On 5/5/2010 1:10 PM, Louis-David Mitterrand wrote:
> On Wed, May 05, 2010 at 07:00:37PM +0200, Laurent CARON wrote:
>   
>> Hi,
>>
>> I'm basically trying to protect my users from the following:
>>
>> Spam 
>> - Sent from accounts hosted on freemail providers (yahoo, ...)

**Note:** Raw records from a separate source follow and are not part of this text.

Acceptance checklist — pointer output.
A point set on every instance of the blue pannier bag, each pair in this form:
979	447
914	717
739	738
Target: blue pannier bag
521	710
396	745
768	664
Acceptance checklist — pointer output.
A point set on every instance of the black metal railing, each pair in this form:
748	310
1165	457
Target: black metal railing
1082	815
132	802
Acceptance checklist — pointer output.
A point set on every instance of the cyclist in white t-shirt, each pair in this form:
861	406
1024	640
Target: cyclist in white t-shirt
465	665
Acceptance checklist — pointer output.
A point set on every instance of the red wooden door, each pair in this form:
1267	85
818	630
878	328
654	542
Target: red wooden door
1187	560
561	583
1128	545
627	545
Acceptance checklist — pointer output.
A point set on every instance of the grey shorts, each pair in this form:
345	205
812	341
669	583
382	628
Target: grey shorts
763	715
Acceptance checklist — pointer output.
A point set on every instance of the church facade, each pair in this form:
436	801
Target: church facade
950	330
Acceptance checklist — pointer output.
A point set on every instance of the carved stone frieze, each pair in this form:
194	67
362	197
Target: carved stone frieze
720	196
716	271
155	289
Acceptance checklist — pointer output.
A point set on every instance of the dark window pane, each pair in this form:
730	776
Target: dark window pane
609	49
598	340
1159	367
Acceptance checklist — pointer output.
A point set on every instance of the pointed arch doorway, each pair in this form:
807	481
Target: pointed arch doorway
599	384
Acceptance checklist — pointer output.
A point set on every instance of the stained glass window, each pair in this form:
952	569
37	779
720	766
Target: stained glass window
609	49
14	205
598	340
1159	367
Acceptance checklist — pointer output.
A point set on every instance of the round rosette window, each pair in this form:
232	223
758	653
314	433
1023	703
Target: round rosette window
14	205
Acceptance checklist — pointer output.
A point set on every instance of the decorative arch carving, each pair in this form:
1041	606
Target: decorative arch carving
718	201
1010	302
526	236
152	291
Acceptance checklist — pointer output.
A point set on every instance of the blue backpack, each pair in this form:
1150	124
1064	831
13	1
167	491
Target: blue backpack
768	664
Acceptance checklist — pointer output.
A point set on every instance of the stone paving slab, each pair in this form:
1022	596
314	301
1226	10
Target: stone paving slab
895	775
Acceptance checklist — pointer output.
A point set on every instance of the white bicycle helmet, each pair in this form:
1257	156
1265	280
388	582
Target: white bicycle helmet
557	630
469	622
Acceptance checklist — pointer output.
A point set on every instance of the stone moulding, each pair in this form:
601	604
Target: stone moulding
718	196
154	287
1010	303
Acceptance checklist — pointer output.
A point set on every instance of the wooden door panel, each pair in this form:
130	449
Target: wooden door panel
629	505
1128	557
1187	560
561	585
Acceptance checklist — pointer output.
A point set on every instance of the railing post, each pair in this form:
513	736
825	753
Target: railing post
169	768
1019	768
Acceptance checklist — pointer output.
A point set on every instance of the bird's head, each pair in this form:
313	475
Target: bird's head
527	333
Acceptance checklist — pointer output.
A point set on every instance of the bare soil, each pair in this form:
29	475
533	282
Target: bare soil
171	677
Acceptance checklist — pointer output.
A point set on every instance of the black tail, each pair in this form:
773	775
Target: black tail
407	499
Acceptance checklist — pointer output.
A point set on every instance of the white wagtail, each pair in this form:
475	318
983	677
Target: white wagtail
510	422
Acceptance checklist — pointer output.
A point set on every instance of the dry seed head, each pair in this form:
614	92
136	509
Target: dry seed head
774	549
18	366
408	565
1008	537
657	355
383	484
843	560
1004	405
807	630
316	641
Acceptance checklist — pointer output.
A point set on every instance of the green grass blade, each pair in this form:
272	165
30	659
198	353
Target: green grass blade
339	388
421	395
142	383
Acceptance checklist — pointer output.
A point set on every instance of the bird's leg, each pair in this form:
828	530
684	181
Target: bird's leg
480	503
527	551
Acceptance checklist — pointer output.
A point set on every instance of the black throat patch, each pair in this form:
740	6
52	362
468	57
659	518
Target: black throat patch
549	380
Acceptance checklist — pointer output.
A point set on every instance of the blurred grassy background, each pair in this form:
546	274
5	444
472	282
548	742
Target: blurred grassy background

>> - Originating from AfriNIC ranges
>> - Tergetted at several dozen of users
>>
>> The headers look like this:
>> Received: from [41.207.213.162] by web1104.biz.mail.sk1.yahoo.com via HTTP; 
>> Tue, 04 May 2010 14:44:20 PDT
>>
>>
>> It is fairly trivial to block suck things via a header access map
>>
>> if
>> /^(Received|X-((Origin(ating)?|Client|MDRemote|Sender)-?IP|(Client|Remote_)Addr|PHP-Script)):/
>> /\b(41\.\d+\.\d+\.\d+)\b/ REJECT regional junk 001 #Africa
>> endif
>>
>> Some of my users receive a few legitimate emails from Africa.
>>     
> You could try this in /etc/postfis/header_checks
>
> if 
> /^(Received|X-((Origin(ating)?|Client|MDRemote|Sender)-?IP|(Client|Remote_)Addr|PHP-Script)):/
>       if 
> !/^(X-Original-)?To:[...@]*(africanspamlover1|africanspamlover2|etc..)@/
>               /\b(41\.1(6\d|7[0-5])\.\d+\.\d+)\b/ REJECT african spam rule 1
>               /\b(41\.3(6\d|7[0-5])\.\d+\.\d+)\b/ REJECT african spam rule 2
>               .. and all other rules ...
>       endif
> endif
>
>   

This will not work.
Postfix analyzes headers one at a time.
You cannot check multiple headers at once in header_checks.
You need a milter or other filter to do that.